Friday, September 10
Sid's Ginseng Pagoda, c. 2001, in the aftermath of the end of the TanglePlastic fiasco
From Matt's Encyclopedia of Failed Ideas:
Muskrat Pops: The top-selling breakfast cereal of 1967-1974 in the Prairie provinces of Canada. Invented by William Holdhurst, a high-born member of the Calgary social elite with an extreme fascination for rodents, it reached all-time popularity in 1973 when the Captain (though, as it transpired, not Tenille) gave permission for Muskrat Love to be used in commercials. Tenille, already irritated at the Captain's spurious assumption of military (or naval?) rank, cried foul, and the song was pulled three weeks into the ad campaign. The Muskrat Pop boom quickly deflated, further irritated by an extremely infelicitous typo on the new chocolate-flavored sub-brand which accidentally added an extra 'o' in the most unfortunate of places.
Holdhurst attempted to recoup in the mid-80s by attempting to create a special health bran-flake cereal for Weetabix called "Nutria," but it never got past the drawing board.
Tangle Plywood Music Festival: This notorious 'easy-listening' concert series was held from 1995-1998 in the vacant backlot behind Sid's Wholesale Ginseng Pagoda in the Chevy Chase suburb of Washington, D.C.. Started by Marty Flamsteed, a one-time band member on the long-running Lawrence Welk Show, it came to a brutal end after three years and had to be broken up by a squad of ATF snipers.
Quitting Welk in 1984 because of the omnipresent odor of Metamucil and warm prune juice on the set, Flamsteed broke away to form an all-conch-shell big-band ensemble called Lawrence and the Whelks, which broke up six months later because of the impossibility of playing 'bubble music' on empty mollusc shells and also the impending threat of a lawsuit. Flamsteed, crushed, moved on to organize the first 'easy-listening' music festival in history. It began in 1995 after nearly a decade of work with performances by Yanni, Barry Manilow, and an accordion troupe whose name is lost to history.
Introducing Enya to the mix in '97 would prove to be a momentous and ultimately tragic decision as it attracted vast swathes of New Age followers and also the sponsorship of Dramamine.
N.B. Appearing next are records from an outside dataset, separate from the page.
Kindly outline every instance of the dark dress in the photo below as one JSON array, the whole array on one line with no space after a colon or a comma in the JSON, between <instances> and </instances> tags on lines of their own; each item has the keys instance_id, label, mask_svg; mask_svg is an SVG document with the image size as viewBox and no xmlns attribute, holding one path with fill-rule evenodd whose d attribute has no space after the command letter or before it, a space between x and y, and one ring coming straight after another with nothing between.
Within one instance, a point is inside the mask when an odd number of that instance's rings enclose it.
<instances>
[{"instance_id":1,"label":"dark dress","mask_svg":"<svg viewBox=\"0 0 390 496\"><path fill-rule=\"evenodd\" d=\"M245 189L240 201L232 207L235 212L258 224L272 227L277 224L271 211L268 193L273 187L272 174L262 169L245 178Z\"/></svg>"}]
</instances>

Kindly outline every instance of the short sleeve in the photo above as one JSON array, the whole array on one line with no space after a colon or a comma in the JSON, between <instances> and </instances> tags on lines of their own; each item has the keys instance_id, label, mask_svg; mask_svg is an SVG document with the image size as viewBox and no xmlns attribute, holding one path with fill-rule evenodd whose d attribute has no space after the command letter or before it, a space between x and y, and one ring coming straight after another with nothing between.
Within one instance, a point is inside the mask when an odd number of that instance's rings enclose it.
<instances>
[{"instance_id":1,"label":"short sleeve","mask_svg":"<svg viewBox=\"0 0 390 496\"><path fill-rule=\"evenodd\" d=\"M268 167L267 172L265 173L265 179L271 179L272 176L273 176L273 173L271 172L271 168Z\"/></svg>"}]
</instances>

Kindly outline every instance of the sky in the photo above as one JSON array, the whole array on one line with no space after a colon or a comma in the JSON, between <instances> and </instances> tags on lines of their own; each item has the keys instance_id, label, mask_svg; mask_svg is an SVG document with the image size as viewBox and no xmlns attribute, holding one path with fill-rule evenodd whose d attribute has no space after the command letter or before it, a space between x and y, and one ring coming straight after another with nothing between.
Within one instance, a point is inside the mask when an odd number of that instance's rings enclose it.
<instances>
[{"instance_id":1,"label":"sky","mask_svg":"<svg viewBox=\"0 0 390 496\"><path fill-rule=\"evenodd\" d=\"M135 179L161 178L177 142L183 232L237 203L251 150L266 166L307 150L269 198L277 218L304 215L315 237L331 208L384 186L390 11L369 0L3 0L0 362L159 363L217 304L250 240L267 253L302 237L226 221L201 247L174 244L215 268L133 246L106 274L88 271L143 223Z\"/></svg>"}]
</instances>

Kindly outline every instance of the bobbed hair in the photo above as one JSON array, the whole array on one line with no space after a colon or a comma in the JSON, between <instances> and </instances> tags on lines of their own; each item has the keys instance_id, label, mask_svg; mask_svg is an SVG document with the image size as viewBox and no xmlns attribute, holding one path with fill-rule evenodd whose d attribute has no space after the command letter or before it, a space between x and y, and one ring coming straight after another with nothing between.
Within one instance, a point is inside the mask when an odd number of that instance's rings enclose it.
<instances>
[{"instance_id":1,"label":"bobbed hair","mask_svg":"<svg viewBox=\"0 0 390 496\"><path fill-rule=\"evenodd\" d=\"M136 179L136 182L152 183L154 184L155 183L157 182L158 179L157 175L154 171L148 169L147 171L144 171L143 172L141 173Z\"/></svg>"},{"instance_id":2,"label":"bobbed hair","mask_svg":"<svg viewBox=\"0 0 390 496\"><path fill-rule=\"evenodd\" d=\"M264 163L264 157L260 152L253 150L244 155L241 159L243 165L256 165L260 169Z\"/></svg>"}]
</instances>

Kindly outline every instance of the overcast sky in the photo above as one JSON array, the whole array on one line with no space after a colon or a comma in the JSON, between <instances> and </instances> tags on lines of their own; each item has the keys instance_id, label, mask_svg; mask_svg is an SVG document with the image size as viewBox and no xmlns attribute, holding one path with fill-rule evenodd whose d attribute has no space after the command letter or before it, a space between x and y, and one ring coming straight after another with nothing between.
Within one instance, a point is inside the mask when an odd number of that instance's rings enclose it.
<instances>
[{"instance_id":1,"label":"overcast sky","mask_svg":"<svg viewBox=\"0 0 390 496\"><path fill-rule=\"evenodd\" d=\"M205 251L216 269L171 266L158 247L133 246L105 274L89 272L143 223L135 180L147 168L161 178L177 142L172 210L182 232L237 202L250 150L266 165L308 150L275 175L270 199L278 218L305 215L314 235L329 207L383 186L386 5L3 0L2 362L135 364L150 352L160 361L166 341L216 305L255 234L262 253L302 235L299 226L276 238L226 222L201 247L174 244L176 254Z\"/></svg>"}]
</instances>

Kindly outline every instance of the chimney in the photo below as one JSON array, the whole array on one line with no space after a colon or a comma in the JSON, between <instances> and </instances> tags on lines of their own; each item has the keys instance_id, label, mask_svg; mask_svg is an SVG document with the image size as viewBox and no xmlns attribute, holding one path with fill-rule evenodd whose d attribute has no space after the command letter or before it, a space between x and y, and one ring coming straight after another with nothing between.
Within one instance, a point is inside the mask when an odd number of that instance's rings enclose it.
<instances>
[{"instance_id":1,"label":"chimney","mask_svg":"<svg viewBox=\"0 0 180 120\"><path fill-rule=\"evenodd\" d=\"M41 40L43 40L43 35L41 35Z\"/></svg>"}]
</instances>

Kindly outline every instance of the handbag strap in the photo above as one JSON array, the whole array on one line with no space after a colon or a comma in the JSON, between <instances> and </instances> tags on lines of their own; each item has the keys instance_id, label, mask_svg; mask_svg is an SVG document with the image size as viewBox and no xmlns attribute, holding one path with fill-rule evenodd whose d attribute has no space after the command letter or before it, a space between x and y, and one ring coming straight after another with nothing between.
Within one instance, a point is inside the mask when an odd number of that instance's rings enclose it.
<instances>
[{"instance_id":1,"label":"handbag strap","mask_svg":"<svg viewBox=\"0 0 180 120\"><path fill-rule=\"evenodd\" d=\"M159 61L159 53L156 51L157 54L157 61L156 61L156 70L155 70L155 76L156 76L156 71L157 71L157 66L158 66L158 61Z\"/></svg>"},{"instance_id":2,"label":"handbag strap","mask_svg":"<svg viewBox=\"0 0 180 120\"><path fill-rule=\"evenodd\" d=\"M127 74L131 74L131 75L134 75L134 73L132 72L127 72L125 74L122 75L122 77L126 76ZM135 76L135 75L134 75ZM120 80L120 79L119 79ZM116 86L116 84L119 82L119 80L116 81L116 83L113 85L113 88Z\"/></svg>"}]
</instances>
However, Dramamine's concession stand proved to be somewhat redundant, while Enya's fans proved increasingly uncontrollable. A riot broke out in the middle of a performance of "MacArthur Park" when a wiccan high priestess overturned a vat of scalding-hot patchouli oil on a strolling Buffy Summers impersonator, while John Tesh nearly had his eye put out by a joss-stick wielding hippie. Yanni vowed never to return after someone sneaked into his trailer one evening while he was sleeping and shaved him.
In 1998, the festival finally had to close down only three days into the series because a rogue splinter group of Enya fans code-named "The Willow Rosenberg 7" attempted to sacrifice Henry Mancini to the Celtic war goddess Morrigan in the middle of the Burt Bacharach Tribute Q-and-A Session. In 1999, Flamsteed died a broken man above a used records store in Boulder, Colorado, clutching a Ravi Shankar album to his heart.